Do the above routine for around 3 to 5 minutes then proceed to the full Corpse Pose.
Full Corpse Pose
- Step 1: After doing the resting preparation, remove the chair at the end of the yoga mat.
- Step 2: Lie on the yoga mat, flat back, arms slightly spread on the side with palms facing upward, and fully extend the legs that are also evenly apart.
- Step 3: Take a deep breathe. With closed eyes, keep your focus on staying awake, stopping thinking of anything, and relax as you meditate at the same time. Your head should be kept still and not leaning to the sides as you do the Corpse pose.
This yoga asana is best done for around 3-5 minutes.
The Power of Rest
The day-to-day grind is surely tiring. Whether you work on a blue-collar job or sitting for long hours, it will always be physically battering. Aside from that, emotional and mental stress will always be part of our daily living.
That’s why relaxation and rest are really important for everyone. With proper rest and relaxation, mood shifts to a better state thus improving the creativity and productivity of a person.

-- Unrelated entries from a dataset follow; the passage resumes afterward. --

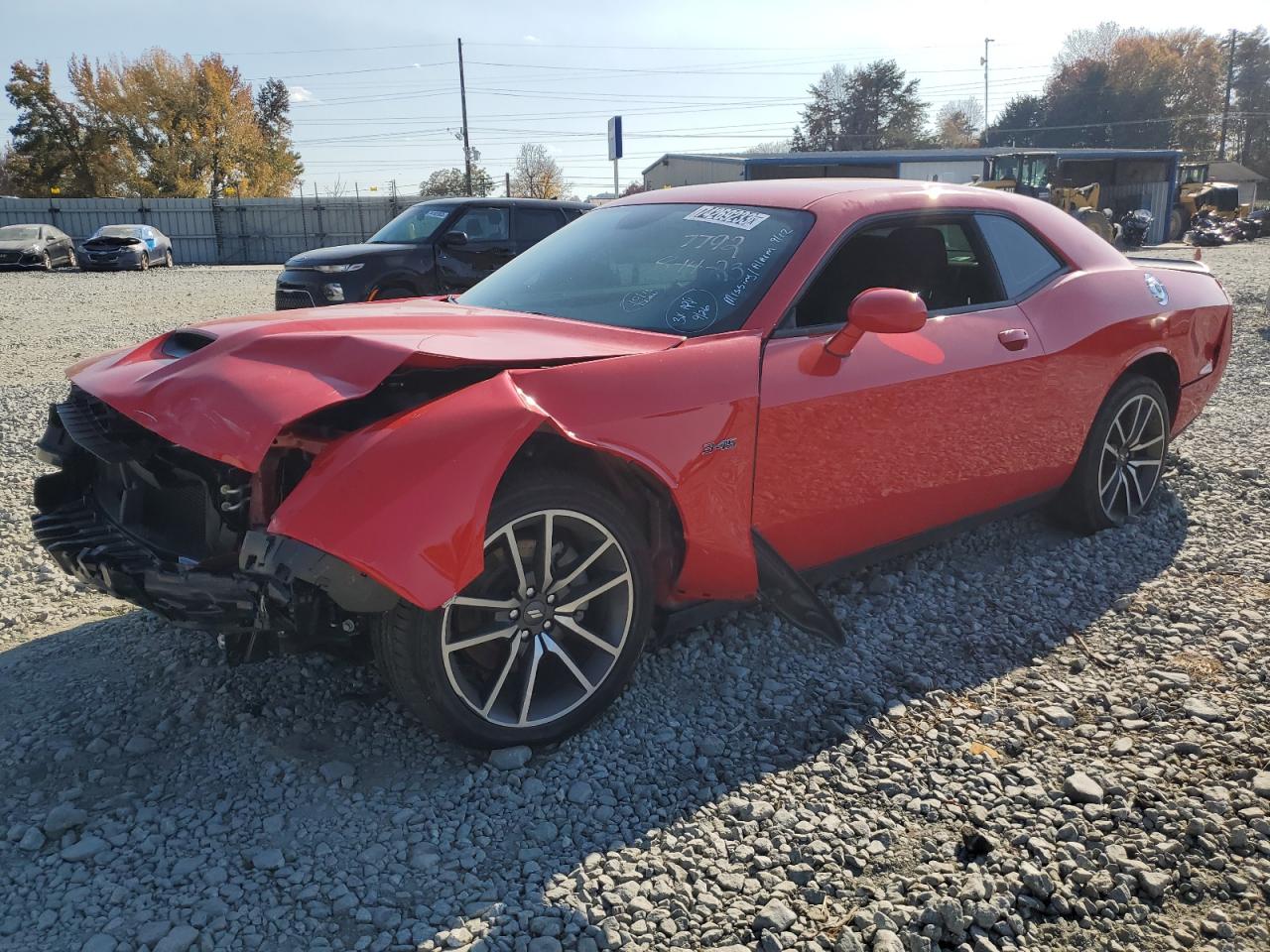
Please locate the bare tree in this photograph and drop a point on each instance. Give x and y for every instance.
(536, 175)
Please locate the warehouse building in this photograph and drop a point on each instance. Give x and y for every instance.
(1130, 178)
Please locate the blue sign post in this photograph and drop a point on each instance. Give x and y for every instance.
(615, 146)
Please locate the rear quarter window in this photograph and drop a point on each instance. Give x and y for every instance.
(1021, 259)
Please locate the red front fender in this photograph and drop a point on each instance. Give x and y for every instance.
(405, 500)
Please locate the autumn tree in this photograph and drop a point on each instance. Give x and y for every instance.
(536, 175)
(870, 107)
(155, 126)
(957, 123)
(56, 144)
(1252, 99)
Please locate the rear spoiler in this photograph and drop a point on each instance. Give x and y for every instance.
(1178, 264)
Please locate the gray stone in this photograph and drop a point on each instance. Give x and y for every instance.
(85, 848)
(180, 939)
(64, 816)
(268, 860)
(1080, 788)
(334, 771)
(775, 916)
(509, 758)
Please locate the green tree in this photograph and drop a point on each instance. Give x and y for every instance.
(448, 182)
(1015, 122)
(957, 123)
(55, 143)
(870, 107)
(1252, 99)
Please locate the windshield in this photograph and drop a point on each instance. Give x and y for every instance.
(674, 268)
(414, 226)
(19, 232)
(118, 231)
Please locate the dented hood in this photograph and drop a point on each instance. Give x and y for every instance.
(226, 389)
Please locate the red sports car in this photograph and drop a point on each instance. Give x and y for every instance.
(690, 397)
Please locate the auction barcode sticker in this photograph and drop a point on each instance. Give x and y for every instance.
(731, 217)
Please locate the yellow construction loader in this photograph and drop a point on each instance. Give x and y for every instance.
(1196, 193)
(1039, 175)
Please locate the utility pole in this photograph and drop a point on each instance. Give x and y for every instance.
(1225, 109)
(462, 98)
(983, 61)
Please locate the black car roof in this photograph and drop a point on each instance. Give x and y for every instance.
(508, 202)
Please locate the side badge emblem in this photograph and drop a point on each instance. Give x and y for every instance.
(1157, 290)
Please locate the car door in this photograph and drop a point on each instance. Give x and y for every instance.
(488, 246)
(912, 430)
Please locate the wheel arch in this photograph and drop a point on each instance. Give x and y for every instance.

Take time to ponder on this. Even in music, rest is a vital part as it adds beauty to the whole piece. So thus in doing Yoga. you do not just stress and stretch your body. You also take time to rest the muscles to heal and become stronger.
Lastly, as the main focus of yoga, the meditation practice involved in doing Corpse pose helps a lot in giving you an outlet. Doing Savasana helps in relieving stress and anxiety and thus the flow of positive energy keeps going within oneself.
So yogins, always see to it you are getting enough and proper rest from time to time. Enjoy doing Savasana!